I would like to point out several inaccuracies and distortions in the recent press release from the Infectious Diseases Society of America that was reported in last week’s issue of Farm and Dairy.
To support its claim that unpasteurized milk “poses serious health risks without benefits,” the Infectious Diseases Society reported the average rate of outbreaks linked to raw milk has doubled to an average of just over five a year.
First of all, five unspecified “outbreaks” is a ridiculously small number considering the total population of the U.S., and what is left unstated in the report is the majority of these outbreaks are due to so-called “bathtub” home soft cheese production and not due to fluid milk.
According to data available from the Center for Disease Control, outbreaks of salmonellosis, campylobacteriosis and E. coli are much more prevalent from common foods such as lettuce, ground beef, sausage, chicken, oysters, etc. than from unpasteurized milk.
The Infectious Diseases Society also states there is no scientific evidence to support the claim unpasteurized milk cures or prevents diseases, which is demonstrably false.
In 2006 the European PARSIFAL group published the results of their five-year study of 15,000 school-age children in five European counties and concluded there is an “inverse association of farm milk consumption with asthma and allergy in rural and suburban populations across Europe.”
Part of the confusion results from different meanings of the term “raw milk.”
Government agencies and the medical community say “raw milk” and mean milk from typical grain-based dairy farms and CAFOs that is intended for final pasteurization and retail distribution.
People in the local food community say “raw milk” and mean fluid milk from small family farms that strictly employ grass-based feeding, good pasture management and produce milk intended for human consumption.
People in the local food community would entirely agree raw milk from the former is indeed a probable disease vector, and there is scientific evidence in support of the health benefits of raw milk from the latter.
Government agencies and the medical community taint all types of raw milk with the same brush and deny there is any difference between them.
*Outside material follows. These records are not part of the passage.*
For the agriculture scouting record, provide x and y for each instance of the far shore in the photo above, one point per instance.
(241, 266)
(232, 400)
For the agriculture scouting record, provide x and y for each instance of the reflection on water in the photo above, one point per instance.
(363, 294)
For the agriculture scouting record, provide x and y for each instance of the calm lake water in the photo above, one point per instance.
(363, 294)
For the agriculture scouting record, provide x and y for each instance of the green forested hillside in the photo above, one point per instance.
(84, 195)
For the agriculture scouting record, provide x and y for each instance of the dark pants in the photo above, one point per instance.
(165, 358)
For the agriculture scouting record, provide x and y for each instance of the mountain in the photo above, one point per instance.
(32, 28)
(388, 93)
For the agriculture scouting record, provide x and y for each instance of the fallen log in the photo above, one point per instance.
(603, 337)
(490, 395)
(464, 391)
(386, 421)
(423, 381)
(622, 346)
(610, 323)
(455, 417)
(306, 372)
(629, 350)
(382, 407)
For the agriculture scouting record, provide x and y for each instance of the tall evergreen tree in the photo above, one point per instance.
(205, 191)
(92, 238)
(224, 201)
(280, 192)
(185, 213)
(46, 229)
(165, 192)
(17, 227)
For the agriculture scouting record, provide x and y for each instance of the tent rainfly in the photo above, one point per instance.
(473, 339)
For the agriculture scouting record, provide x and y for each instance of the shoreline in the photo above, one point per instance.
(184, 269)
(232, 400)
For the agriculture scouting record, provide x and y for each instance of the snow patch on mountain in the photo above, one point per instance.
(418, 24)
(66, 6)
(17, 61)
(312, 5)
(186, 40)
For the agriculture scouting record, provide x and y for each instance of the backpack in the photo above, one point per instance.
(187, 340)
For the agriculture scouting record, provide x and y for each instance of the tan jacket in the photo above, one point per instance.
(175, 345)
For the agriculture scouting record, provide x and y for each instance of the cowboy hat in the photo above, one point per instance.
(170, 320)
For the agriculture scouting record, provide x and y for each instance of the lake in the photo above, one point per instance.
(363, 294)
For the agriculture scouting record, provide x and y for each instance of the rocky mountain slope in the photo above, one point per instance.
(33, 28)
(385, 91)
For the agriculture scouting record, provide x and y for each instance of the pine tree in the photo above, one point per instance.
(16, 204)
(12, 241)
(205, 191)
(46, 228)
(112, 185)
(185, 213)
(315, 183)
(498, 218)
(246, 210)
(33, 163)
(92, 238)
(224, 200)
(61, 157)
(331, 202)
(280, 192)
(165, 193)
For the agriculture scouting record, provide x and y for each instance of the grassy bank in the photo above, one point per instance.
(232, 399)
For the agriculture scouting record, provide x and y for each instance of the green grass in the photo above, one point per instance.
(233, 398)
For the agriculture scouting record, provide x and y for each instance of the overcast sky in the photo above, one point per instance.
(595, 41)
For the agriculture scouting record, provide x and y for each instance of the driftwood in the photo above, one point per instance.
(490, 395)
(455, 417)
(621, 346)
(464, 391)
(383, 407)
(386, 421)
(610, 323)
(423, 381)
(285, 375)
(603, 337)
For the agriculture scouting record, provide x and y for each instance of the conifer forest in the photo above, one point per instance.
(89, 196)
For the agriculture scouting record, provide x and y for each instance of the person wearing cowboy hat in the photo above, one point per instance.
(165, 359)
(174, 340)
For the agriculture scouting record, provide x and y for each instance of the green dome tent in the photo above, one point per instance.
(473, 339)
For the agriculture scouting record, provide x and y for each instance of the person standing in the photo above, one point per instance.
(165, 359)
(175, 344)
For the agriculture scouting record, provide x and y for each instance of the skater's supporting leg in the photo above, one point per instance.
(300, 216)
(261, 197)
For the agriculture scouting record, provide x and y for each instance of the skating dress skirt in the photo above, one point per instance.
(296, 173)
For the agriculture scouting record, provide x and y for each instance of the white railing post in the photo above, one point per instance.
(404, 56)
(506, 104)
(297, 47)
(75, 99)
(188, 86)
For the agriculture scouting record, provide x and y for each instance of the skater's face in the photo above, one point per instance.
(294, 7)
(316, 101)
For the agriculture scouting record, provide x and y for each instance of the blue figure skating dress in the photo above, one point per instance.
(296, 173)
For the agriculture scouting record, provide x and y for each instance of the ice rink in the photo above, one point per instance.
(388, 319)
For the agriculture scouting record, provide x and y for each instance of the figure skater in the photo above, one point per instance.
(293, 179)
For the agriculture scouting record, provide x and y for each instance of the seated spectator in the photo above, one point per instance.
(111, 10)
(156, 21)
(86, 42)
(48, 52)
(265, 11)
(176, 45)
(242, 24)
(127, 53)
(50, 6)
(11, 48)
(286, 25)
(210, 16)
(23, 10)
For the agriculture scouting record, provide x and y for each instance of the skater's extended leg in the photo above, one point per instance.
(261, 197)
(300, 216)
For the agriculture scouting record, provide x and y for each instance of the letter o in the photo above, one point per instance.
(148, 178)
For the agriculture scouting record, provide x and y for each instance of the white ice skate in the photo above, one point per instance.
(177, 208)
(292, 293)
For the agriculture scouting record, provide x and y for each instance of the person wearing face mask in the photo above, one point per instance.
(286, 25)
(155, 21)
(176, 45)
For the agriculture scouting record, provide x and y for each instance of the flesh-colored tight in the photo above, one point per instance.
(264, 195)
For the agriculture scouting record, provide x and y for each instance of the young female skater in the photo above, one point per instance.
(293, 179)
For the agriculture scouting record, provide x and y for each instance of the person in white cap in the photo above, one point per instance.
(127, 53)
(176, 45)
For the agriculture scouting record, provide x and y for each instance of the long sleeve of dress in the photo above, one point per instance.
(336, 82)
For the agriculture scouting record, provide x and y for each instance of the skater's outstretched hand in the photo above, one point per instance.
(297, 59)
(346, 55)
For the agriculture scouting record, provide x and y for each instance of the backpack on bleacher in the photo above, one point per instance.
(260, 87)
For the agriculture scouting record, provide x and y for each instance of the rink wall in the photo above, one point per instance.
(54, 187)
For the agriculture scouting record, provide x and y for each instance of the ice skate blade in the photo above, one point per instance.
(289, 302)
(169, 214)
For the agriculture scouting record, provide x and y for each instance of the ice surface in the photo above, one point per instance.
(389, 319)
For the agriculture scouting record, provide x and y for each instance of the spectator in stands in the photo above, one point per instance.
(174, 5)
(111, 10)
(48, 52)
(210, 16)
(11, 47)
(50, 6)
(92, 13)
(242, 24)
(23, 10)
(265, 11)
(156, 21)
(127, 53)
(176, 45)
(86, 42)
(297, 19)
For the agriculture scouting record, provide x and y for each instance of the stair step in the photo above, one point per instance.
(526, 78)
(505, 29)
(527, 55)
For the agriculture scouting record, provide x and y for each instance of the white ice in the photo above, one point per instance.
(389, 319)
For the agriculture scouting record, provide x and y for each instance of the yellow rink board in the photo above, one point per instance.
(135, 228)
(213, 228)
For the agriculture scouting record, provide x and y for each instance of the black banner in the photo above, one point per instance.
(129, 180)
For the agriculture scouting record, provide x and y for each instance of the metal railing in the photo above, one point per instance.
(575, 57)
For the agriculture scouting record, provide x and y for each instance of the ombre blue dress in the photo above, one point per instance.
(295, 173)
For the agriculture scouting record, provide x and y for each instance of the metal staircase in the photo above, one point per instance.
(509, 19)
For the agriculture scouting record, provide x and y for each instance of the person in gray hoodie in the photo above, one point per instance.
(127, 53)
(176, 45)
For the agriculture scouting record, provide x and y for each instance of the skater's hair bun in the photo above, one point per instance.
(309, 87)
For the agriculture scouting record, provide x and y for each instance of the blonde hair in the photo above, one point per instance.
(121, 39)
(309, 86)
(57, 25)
Finally, the press release also decries the use of “cow-share” programs as a means to circumvent state laws against raw milk sales.
I would like to point out Judge Hein’s December 2006 court decision in favor of Paul Schmitmeyer‘s suit against the Ohio Department of Agriculture demonstrated the fact there is nothing illegal about herdshare contracts that comport with Ohio law.
I have been a herd shareholder in an Ohio dairy farm for almost four years, and hundreds of other shareholders and their families daily drink milk, cream and butter from the cows on our farm we collectively own.
I have a very close personal and financial relationship with my farmer. I’ve helped out on the farm and my 5-year-old son has a great time whenever we go there.
We live in the city, and I’m very grateful my son has the opportunity to also experience rural life and to have a strong connection with the source of our food.
Raw milk is sold retail in some states such as California, and is available through vending machines in some European countries.
However, I’d be personally reluctant to drink milk from an unknown farm, and I much prefer the advantages of having a herdshare boarding contract with a single farm.